Here in the Poconos, the trees still whisper. A mourning dove calls across the hollow. No sirens. No speeches. Just wind, and memory, and the soft rhythm of a place that hasn’t forgotten how to listen.
But down in Washington, something’s stirring. Not the tanks—not yet. But something armored. Something polished. Something rehearsed.
They say it’s a tribute. A celebration. Troops arriving on the president’s birthday—June 14, 2025. They say it’s for the 250th anniversary of the U.S. Army. A round number. A noble cause.
But history doesn’t care about round numbers. It cares about patterns.
On that day, more than 6,000 soldiers, flanked by tanks, aircraft, and military vehicles, will march through the capital. One day of spectacle. But it doesn’t need to last four days to make its point. The message lands in an instant.
And the detail that lingers? Many of these troops will be barracked inside federal buildings—some recently hollowed out by firings under the DOGE Act, that quiet bureaucratic broom that swept out the watchdogs. Oversight made obsolete. Security redefined.
They’ll be stationed at the very heart of federal power, inside halls where accountability once had a desk. And now, filled not with pens and process, but uniforms and posture.
You can tell me it’s tradition. You can tell me it’s theater. But I’ve learned to watch the choreography.
Let’s talk about that classic political thriller, Seven Days in May.
I remember seeing the film as a kid, at the old Sack Theater in Boston. I was too young to follow every line of dialogue, but I understood enough to leave rattled. The mention of troops being deployed to DC. The shadows. The medals. The sense that the real battle wasn’t overseas—it was upstairs.
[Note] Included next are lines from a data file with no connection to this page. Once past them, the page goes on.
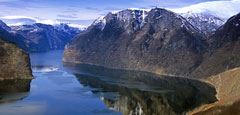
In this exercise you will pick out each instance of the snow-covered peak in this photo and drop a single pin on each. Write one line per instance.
(222, 9)
(100, 22)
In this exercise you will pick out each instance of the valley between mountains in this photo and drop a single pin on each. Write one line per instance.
(190, 46)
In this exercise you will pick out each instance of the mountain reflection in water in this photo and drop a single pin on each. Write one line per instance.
(143, 93)
(13, 90)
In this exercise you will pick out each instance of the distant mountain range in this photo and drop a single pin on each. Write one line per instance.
(198, 46)
(40, 37)
(156, 40)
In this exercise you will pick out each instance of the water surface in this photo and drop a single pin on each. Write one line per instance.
(90, 90)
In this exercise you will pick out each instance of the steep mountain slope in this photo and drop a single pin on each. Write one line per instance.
(224, 52)
(205, 22)
(14, 62)
(158, 41)
(40, 37)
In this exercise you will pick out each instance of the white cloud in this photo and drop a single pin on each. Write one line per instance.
(223, 9)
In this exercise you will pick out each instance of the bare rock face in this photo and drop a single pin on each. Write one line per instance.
(224, 51)
(14, 62)
(206, 23)
(158, 41)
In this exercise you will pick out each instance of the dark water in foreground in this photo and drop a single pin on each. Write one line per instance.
(90, 90)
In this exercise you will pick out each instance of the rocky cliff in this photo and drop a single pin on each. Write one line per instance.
(158, 41)
(224, 51)
(14, 62)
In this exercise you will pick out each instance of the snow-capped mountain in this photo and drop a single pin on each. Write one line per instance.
(42, 37)
(205, 22)
(143, 40)
(223, 9)
(4, 26)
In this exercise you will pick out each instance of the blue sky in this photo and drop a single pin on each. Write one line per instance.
(80, 11)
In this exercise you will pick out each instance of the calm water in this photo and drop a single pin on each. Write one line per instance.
(90, 90)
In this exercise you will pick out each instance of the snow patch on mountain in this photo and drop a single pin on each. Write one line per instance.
(205, 22)
(26, 20)
(100, 22)
(222, 9)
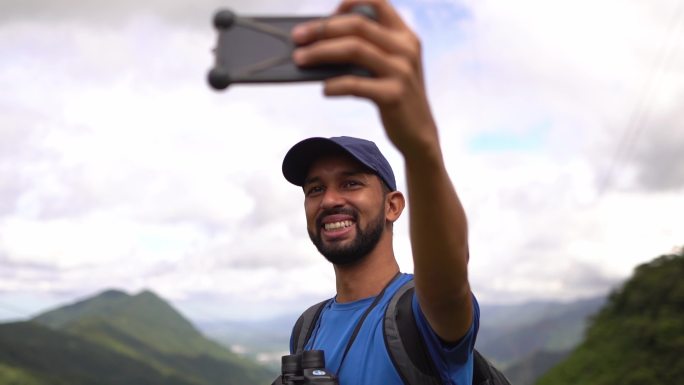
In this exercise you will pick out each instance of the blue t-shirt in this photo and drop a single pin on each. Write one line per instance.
(368, 362)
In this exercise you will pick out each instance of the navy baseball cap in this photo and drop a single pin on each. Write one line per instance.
(300, 157)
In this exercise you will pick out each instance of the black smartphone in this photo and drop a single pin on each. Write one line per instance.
(259, 50)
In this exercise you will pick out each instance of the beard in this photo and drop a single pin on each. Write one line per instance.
(364, 242)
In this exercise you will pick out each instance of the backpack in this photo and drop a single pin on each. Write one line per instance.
(404, 343)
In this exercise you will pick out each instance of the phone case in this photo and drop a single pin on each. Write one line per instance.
(259, 50)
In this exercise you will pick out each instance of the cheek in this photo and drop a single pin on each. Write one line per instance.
(310, 213)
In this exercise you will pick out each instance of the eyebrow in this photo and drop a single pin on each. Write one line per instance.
(314, 179)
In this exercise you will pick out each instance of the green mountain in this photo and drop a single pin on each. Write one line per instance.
(32, 354)
(638, 337)
(510, 335)
(142, 333)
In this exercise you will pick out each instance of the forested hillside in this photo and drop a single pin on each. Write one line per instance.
(118, 339)
(638, 337)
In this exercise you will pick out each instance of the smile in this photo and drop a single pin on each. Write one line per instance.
(337, 225)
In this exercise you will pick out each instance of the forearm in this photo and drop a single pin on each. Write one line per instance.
(438, 230)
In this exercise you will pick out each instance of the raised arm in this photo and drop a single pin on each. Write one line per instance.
(438, 225)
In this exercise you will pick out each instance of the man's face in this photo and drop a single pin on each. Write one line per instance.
(345, 210)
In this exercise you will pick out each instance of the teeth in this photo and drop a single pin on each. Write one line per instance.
(337, 225)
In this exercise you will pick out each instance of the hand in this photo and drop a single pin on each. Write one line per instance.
(387, 48)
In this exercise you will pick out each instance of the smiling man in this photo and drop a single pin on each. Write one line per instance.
(351, 202)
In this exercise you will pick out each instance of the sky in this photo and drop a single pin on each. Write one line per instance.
(561, 124)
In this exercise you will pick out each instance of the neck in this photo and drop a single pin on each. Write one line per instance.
(366, 278)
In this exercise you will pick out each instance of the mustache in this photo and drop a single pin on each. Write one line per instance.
(335, 211)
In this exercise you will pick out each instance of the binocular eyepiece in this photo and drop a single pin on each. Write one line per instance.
(305, 368)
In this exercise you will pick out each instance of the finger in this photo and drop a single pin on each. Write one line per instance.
(382, 91)
(350, 50)
(406, 44)
(386, 13)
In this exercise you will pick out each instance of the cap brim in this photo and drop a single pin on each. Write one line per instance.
(298, 160)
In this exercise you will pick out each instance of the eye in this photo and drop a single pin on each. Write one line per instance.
(313, 190)
(351, 183)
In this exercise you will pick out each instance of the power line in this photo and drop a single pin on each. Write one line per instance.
(639, 115)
It’s 1964. President Jordan Lyman signs a disarmament treaty with the Soviets—an act of peace in a country built on Cold War paranoia. General James Mattoon Scott, revered and photogenic, sees this not as diplomacy, but betrayal. He begins planning a coup.
But he doesn’t march in guns blazing. No. He recruits quietly. Establishes secret communications. Runs covert drills under the guise of readiness. All in the name of "patriotism."
Colonel Jiggs Casey, Scott’s loyal subordinate, starts connecting dots—odd orders, unusual deployments, whispers behind doors. And over the course of seven days, he uncovers the plot.
What unfolds is not a thriller of explosions, but of exposure. A man trying to save democracy not with a weapon, but with evidence. And the final scenes? Not triumph, but warning. That even the most lawful nation can teeter, quietly, if the wrong men wear the right medals.
That was fiction. But now it’s echo.
This June 14th, the parade will march. Flags will wave. Broadcasters will narrate. They’ll call it a salute, a pageant, a proud reminder of America’s military might.
But you and I—we know to watch the background. Not the color guard, but the context.
Why now? Why this president? Why this moment, this anniversary, with this many troops, in these particular buildings, at this particular crossroads in the nation’s political life?
Proximity matters. So does performance.
And in a country that once drew hard lines between civilian government and military muscle, this isn’t just optics. It’s opera. A show of power wrapped in the illusion of patriotism.
Because no, I don’t think a coup is coming. I think, in some ways, we’re already mid-script.
Not with a bang, but with a birthday. With speeches. With softened language. With buildings emptied of oversight and filled with uniforms.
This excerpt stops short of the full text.